Hess Leads Oil Explorers Showing $15 Billion in 2015 Losses

  • Slimmed-down Hess reports first annual loss since 2002
  • String of bleak earnings reports to stretch into next month

Oil Declines as U.S. Stockpiles Increase

During the next eight days, independent U.S. oil explorers are expected to report 2015 losses totaling more than $15 billion, the result of the steepest price collapse in a generation.

Hess Corp. kicked off earnings season for the companies on Wednesday, reporting a net loss of $1.82 billion for the quarter and $3.06 billion for the year, its first annual loss since 2002. The company also reduced its estimate of proved oil and gas reserves by 24 percent, because of lower crude prices and reduced drilling plans. 

Murphy Oil Corp. also reported a net loss Wednesday of $2.27 billion for 2015. The company and its peers, including Anadarko Petroleum Corp., have been squeezed by a crude drop of more than 70 percent since June 2014.

"These companies are adjusting on the fly," said Brian Youngberg, an energy analyst at Edward Jones & Co. in St. Louis. "Hunkering down and trying to weather the storm."

Investors have punished oil and gas explorers, wiping out more than $300 billion in market value for the companies in the Bloomberg Intelligence North America Independent E&Ps Valuation Peer Group in the past year. Distressed debt exchanges and bankruptcies are mounting. The companies have fired thousands of workers, abandoned drilling projects, cut dividends and restructured debt to conserve cash and fend off insolvency.

For most independent explorers -- those that don’t also own refineries and retail gasoline stations -- cash flows have been “decimated” by the decline in oil prices, a team of analysts at Wells Fargo Securities LLC including David Tameron and Gordon Douthat said in a note to clients on Jan. 25.

Hess Assets

After spending the past half-decade slimming down from an owner of refineries, filling stations and oil wells to a pure-play crude explorer, Hess may have few assets left to sell if it finds itself needing to raise cash, Fitch Ratings said in a report this month. Hess cut its 2016 drilling budget by 40 percent to $2.4 billion on Tuesday.

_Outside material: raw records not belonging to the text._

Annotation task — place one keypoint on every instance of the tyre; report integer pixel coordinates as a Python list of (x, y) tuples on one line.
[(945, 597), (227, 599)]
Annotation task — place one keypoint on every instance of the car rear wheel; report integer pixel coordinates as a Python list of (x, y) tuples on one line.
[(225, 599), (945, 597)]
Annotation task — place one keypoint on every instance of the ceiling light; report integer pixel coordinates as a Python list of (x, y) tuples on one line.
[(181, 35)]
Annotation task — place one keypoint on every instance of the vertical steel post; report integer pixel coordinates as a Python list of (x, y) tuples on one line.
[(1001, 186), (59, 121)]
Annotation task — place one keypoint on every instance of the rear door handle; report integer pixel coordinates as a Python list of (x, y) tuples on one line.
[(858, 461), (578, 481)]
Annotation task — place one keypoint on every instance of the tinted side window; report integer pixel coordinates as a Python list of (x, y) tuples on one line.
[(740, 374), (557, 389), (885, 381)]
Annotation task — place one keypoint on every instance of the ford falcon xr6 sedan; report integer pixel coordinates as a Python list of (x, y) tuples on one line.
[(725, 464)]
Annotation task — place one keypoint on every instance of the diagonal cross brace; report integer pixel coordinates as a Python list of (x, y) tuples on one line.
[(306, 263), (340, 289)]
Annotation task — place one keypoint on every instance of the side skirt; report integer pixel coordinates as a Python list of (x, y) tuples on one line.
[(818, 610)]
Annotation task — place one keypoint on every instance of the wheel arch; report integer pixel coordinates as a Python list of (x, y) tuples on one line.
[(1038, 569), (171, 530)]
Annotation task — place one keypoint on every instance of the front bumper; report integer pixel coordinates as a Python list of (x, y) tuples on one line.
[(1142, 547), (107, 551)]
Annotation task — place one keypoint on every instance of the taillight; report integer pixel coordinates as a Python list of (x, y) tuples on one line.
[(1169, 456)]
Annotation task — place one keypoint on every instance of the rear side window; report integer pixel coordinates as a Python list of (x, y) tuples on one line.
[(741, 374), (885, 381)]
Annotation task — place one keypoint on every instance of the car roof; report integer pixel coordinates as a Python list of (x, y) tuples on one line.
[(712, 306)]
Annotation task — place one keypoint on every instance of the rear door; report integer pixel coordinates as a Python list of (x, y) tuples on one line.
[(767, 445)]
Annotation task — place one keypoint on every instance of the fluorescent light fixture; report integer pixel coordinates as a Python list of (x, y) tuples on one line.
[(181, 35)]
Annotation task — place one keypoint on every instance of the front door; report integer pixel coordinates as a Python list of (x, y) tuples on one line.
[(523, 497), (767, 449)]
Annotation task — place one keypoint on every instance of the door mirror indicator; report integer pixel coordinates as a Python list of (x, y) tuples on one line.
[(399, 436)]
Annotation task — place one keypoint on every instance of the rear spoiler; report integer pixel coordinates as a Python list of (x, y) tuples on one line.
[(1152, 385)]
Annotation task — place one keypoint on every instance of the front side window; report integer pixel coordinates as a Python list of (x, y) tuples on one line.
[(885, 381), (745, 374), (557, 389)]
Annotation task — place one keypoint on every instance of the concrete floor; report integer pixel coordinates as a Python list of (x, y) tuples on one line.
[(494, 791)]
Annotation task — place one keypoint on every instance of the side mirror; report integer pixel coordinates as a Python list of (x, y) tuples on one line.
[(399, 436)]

The New York-based producer’s per-share fourth-quarter loss, excluding one-time items, was $1.40 a share, beating the $1.47 average of 22 analysts’ estimates compiled by Bloomberg. That’s the biggest estimated loss among the 61 companies in the BI E&Ps group.

Murphy said it cut its workforce by 20 percent last year and plans on capital spending of $825 million this year, down about 62 percent from 2015. It left the door open for further downward revisions if prices remain low.

Anadarko Loss

Anadarko is next in line with results on Feb. 1. The producer is expected to post a $6 billion loss for last year, which would also be its worst result since at least 1987. Anadarko has been clobbered by both the fall in oil and tumbling prices for natural gas, which is more than 60 percent of the company’s output.

Occidental Petroleum Corp. and ConocoPhillips are expected to post full-year losses of $2.74 billion and $1.58 billion, respectively, on Feb. 4. For Occidental, that would represent the steepest annual decline since at least 1987. ConocoPhillips hasn’t reported an annual loss on that scale since 2008. Both companies are based in Houston.

The combined estimated loss for those five companies is more than $15 billion.

“It’s going to be interesting to see what the companies do with their 2016 budgets,” said Michael Scialla, an analyst at Stifel Nicolaus & Co. in Denver. “Most have said they plan to stay within their cash flows but with oil now down around $30, I think they’re going to be forced into some draconian cuts.”